図21(a)に示す表示操作部11の操作画面では、ホルダー14の取出時に「個別使用」と「セット使用」のいずれかを選択可能である。
【0131】
「セット使用」が選択されたならば、表示操作部11は、
図21(b)に示すように、セット使用の目的を選択する操作画面を表示する。この操作画面では、「ATM現金回収」ボタン、「貨幣入出金機現金回収」ボタン、「次へ」ボタンが表示されている。「次へ」ボタンを操作すると、他の目的を選択する画面に移行する。
【0132】
「ATM現金回収」ボタンが操作されると、
図21(c)に示すように、「03のホルダーを取り出して下さい(ATM扉鍵)」とのメッセージが表示される。また、鍵収納庫10bでは、ホルダー収納部番号「03」のロックが解除され、対応するランプが点灯する。
【0133】
ホルダー収納部番号「03」のホルダー14が取り出されると、
図21(d)に示すように、「04のホルダーを取り出して下さい(ATM現金鍵)」とのメッセージが表示される。また、鍵収納庫10bでは、ホルダー収納部番号「04」のロックが解除され、対応するランプが点灯する。
【0134】
上述してきたように、本実施例2に係る鍵管理システムでは、鍵管理装置110は、鍵交換目的リストを記憶し、目的の入力を条件に鍵交換を許可し、鍵交換の履歴を入力された目的に対応付けて保持する。このため、鍵交換の履歴を厳正に管理し、不正な鍵の交換を防止することができる。
【0135】
また、鍵管理装置110は、鍵の使用予定を監理し、予定日時に報知を行うことで、鍵の適切な運用を支援することができる。なお、本実施例2では、予定の日時となった場合に報知を行う例を説明したが、予定の日時から所定時間前に鍵の取出しが行われた場合には、対応する予定についての報知を行わないこととしてもよい。
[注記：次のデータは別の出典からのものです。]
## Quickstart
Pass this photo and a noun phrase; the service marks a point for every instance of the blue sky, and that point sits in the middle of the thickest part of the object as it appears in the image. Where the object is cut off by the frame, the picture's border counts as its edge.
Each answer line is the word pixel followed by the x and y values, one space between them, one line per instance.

さらに、過去の使用履歴に基づいて、予定日時を設定可能としてもよい。
【0136】
また、鍵管理装置110は、複数のホルダー14に保持された鍵を組み合わせて使用するセット使用を管理し、組み合わせに属するホルダー14を規定の順序に従って取り出させることで、ホルダー14の取り出し忘れや取り出し間違いを防止することができる。
【0137】
また、鍵管理装置110は、貸出時間の上限を超えた長時間使用が発生した場合に理由の入力を受け付けて長時間使用の履歴を管理することができる。さらに、貸出時間の上限を超える前に予告報知を行うことで、長時間使用の発生頻度を削減することができる。
【0138】
なお、上記実施例1及び実施例2では、銀行等の金融機関の店舗における鍵管理システムを例に説明を行ったが、本発明はこれに限定されるものではなく、複数の鍵を管理する鍵管理システムに広く適用することができる。
【0139】
また、上記実施例1及び実施例2では、管理サーバ20が鍵管理マスタを生成し、鍵管理装置に配信する構成を例に説明を行ったが、本発明はこれに限定されるものではなく、任意の構成を採ることができる。例えば、鍵管理装置に管理サーバの機能を持たせてもよい。この構成では、管理者端末30が鍵管理装置に接続されることになる。
【0140】
また、鍵管理装置は固定して設置される必要は無く、可搬型の鍵管理装置に本発明を適用してもよい。
【0141】
また、上述の実施例1及び実施例2で図示した各構成は機能概略的なものであり、必ずしも物理的に図示の構成であることを要しない。すなわち、各装置の分散・統合の形態は図示のものに限られず、その全部又は一部を各種の負荷や使用状況などに応じて、任意の単位で機能的又は物理的に分散・統合して構成することができる。